0

I am trying to understand how simulation can be used to check if (regression) model assumptions are met.

For example here is a linear regression model: $$y = \beta_0 + \beta_1x + \epsilon$$

I understand that the errors and the response have the following distributions:

$$\epsilon \sim N(0, \sigma^2)$$

$$f(\epsilon) = \frac{1}{\sqrt{2\pi\sigma^2}} e^{-\frac{\epsilon^2}{2\sigma^2}}$$

$$y|x \sim N(\beta_0 + \beta_1x, \sigma^2)$$

$$f(y|x) = \frac{1}{\sqrt{2\pi\sigma^2}} e^{-\frac{(y-\beta_0 - \beta_1x)^2}{2\sigma^2}}$$

Once the model has been fit on some data, we get the following distributions:

$$\hat{y} = \hat{\beta}_0 + \hat{\beta}_1x$$

$$\hat{\epsilon} = y - \hat{y}$$ $$\hat{\epsilon} \sim N(0, \sigma^2)$$

$$\hat{y}|x \sim N(\hat{\beta}_0 + \hat{\beta}_1x, \hat{\sigma}^2 \left( \frac{1}{n} + \frac{(x - \bar{x})^2}{\sum (x_i - \bar{x})^2} \right))$$

$$\hat{\beta}_1 \sim N\left(\hat{\beta}_1, \frac{\hat{\sigma}^2}{\sum (x_i - \bar{x})^2}\right)$$

$$\hat{\beta}_0 \sim N\left(\hat{\beta}_0, \hat{\sigma}^2 \left( \frac{1}{n} + \frac{\bar{x}^2}{\sum (x_i - \bar{x})^2} \right)\right)$$

From here, using the properties of the Normal Distribution (i.e. adding normal distributions together produces a normal distribution and subtracting normal distributions from each other also produces a normal distribution ), I can see that $\hat{\epsilon}$ can ONLY be Normally Distributed if the distribution of the observed $y$ conditional on $x$ (i.e. $y|x$), $\hat{\beta}_0$ and $\hat{\beta}_1$ are ALL Normally Distributed.

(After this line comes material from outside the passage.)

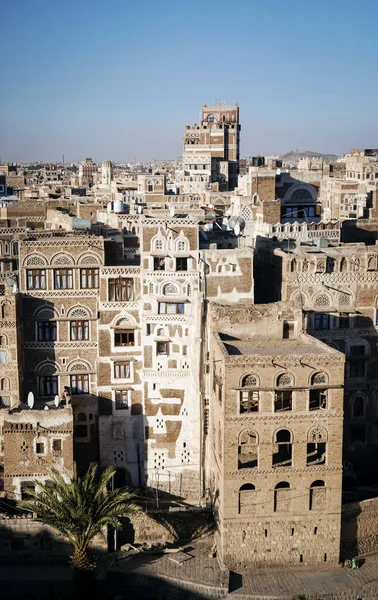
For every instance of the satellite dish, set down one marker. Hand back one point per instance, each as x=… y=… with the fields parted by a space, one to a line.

If even one of them are not normally distributed, then (in theory) $\hat{\epsilon}$ will not be normally distributed. (I can also see that if $\hat{\sigma}$ is non-constant i.e. heteroskedastic, then the distributions of $\hat{\beta}_0$ and $\hat{\beta}_1$ might not be normal).

So here is my question: How can simulating new data points be used to help check if the model assumptions are being met?

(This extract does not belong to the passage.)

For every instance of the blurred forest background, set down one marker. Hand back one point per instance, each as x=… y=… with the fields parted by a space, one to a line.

I can understand the logic behind a cross validation style approach: Fit the model on 70% of the data, and see if the predicted errors (i.e. residuals) from the other 30% of the data is Normally Distributed (i.e. using QQ plots or Kolmogorov-Smirnov).

But how can you simulate completely new pairs of data points ($x_i, y_i$) and use them to test if the model assumptions are being met? And how will this help?

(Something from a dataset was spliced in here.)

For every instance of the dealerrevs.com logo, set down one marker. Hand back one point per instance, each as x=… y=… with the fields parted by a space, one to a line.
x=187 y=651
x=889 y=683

  • Step 1: For example, I can choose some value of $x_i$ and simulate multiple values of $y_i$ for this $x_i$ . Each $y_i$ will be a random realization from a $N(\hat{\beta}_0 + \hat{\beta}_1x, \hat{\sigma}^2 \left( \frac{1}{n} + \frac{(x - \bar{x})^2}{\sum (x_i - \bar{x})^2} \right))$.
  • Step 2: I can then make my model predict the value of each $\hat{y_i}$.
  • Step 3: Then, I can check the distribution of all $\hat{y_i}$ to see if they are Normally Distributed
  • I can repeat Step 1 - Step 3 for new values of $x_i$ and use a QQ plot to check if all these error/residuals are (collectively) normally distributed.

The way I see it, in this simulation, all $\hat{\epsilon_i} = y_i - \hat{y_i}$ will only be Normally Distributed if my regression model always produces normally distributed $\hat{y_i}$. And my regression model can only produce normally distributed $\hat{y_i}$ if the data used to create the regression model was conditionally normal.

Is this the correct understanding? Or is this a circular argument and the errors from the simulated points will necessarily be normally distributed even if the model assumptions are not met ?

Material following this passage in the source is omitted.